Called Geoweaver, it has 12 servos and you can build it yourself

Jan 6, 2014 08:59 GMT  ·  By

Do-it-yourself products usually come in a box, with all the parts in need of just minor tinkering to be put together. There are some which are much more sophisticated than assembling a desk though, and the Geoweaver robot in the video up there definitely qualifies.

In truth, it's not really a robot. Actually, it is, but its real function is that of a 3D printer. Only that unlike normal ones, which look like glorified crates (with few exceptions), this one is a six-legged robot.

Instead of moving a printing head over an internal surface, to shape the extruder, this one moves around and prints things by means of a modified glue gun.

The Geoweaver was invented by Jia Wu, Jeffrey M. Maeshiro, Mary H. Sek, all of them students from CCA, the California College of the Arts.

Had this been a Kickstarter project, or something found on Indiegogo, the three students would have asked for monetary pledges in exchange for going commercial and shipping the thing to your mailbox.

It's not, though. The team only came up with the idea and decided to release the instructions to the public. You can find said instructions on aptly named website Instructables.

The Geoweaver (also called Servo Killer, Eater of Shields, Melter of Wires, and Destroyer of Regulators) has 12 servos, and an attached glue gun extruder.

Professor Jason Kelly Johnson (the overseer of the project during the 60 days it took to complete it) wrote the Arduino-to-Firefly firmata that runs it.

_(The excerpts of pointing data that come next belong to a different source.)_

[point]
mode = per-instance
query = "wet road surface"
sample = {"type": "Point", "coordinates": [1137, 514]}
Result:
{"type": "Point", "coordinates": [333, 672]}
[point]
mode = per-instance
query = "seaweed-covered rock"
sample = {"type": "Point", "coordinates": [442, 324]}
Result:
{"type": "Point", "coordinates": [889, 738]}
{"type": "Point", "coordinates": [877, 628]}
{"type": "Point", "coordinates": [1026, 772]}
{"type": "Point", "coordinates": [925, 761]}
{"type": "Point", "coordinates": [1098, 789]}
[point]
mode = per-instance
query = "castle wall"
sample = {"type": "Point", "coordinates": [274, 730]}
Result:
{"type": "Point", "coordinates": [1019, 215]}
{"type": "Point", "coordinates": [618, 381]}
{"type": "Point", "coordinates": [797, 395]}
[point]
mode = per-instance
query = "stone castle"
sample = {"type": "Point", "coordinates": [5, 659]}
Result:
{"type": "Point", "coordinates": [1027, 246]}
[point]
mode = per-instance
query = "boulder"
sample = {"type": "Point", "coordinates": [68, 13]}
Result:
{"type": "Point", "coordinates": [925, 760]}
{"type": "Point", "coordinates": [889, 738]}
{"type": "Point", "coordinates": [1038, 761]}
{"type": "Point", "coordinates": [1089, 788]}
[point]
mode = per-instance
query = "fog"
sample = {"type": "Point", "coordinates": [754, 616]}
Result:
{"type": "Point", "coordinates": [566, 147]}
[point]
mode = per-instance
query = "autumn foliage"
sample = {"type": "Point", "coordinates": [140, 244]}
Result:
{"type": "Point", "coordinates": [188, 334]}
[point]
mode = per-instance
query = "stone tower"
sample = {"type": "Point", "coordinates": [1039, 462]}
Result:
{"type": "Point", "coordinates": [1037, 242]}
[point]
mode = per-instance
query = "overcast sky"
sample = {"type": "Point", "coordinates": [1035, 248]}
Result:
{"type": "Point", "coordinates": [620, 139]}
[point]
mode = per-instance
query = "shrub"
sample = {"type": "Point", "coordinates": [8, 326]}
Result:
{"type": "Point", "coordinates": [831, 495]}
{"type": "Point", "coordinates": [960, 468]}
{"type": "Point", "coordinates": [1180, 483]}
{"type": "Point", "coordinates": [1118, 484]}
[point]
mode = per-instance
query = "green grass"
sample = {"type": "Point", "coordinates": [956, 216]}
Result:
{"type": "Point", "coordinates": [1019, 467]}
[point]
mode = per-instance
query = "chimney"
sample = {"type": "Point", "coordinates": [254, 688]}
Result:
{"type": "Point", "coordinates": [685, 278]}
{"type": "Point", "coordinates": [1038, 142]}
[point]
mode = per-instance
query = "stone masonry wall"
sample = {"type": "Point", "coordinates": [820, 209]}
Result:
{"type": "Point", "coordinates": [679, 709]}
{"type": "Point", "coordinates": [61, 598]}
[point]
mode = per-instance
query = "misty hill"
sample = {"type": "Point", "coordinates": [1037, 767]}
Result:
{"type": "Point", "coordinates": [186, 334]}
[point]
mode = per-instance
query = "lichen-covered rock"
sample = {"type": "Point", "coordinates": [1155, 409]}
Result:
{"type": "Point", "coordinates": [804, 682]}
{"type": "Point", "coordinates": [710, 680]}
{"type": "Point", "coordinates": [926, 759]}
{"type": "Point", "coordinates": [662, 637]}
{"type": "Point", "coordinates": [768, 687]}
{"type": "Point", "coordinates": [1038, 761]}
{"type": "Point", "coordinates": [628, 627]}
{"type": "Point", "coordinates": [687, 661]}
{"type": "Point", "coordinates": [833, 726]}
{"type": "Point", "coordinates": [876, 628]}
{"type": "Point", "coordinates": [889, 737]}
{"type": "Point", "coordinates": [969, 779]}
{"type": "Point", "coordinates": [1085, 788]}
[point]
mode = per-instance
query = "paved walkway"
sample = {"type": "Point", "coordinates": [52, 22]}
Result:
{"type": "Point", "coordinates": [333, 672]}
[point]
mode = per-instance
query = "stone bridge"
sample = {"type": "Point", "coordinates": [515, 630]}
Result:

The six-legged, walking 3D printer controls the extruder like a pendulum, using 2 servos, and covers a basic XY plane, though curved to the surface of a sphere.

All in all, the six-legged 3D printer is a very complicated piece of work, but it might give the military and big corporations ideas for how to build those multi-legged robotic fortresses that so often show up in science fiction.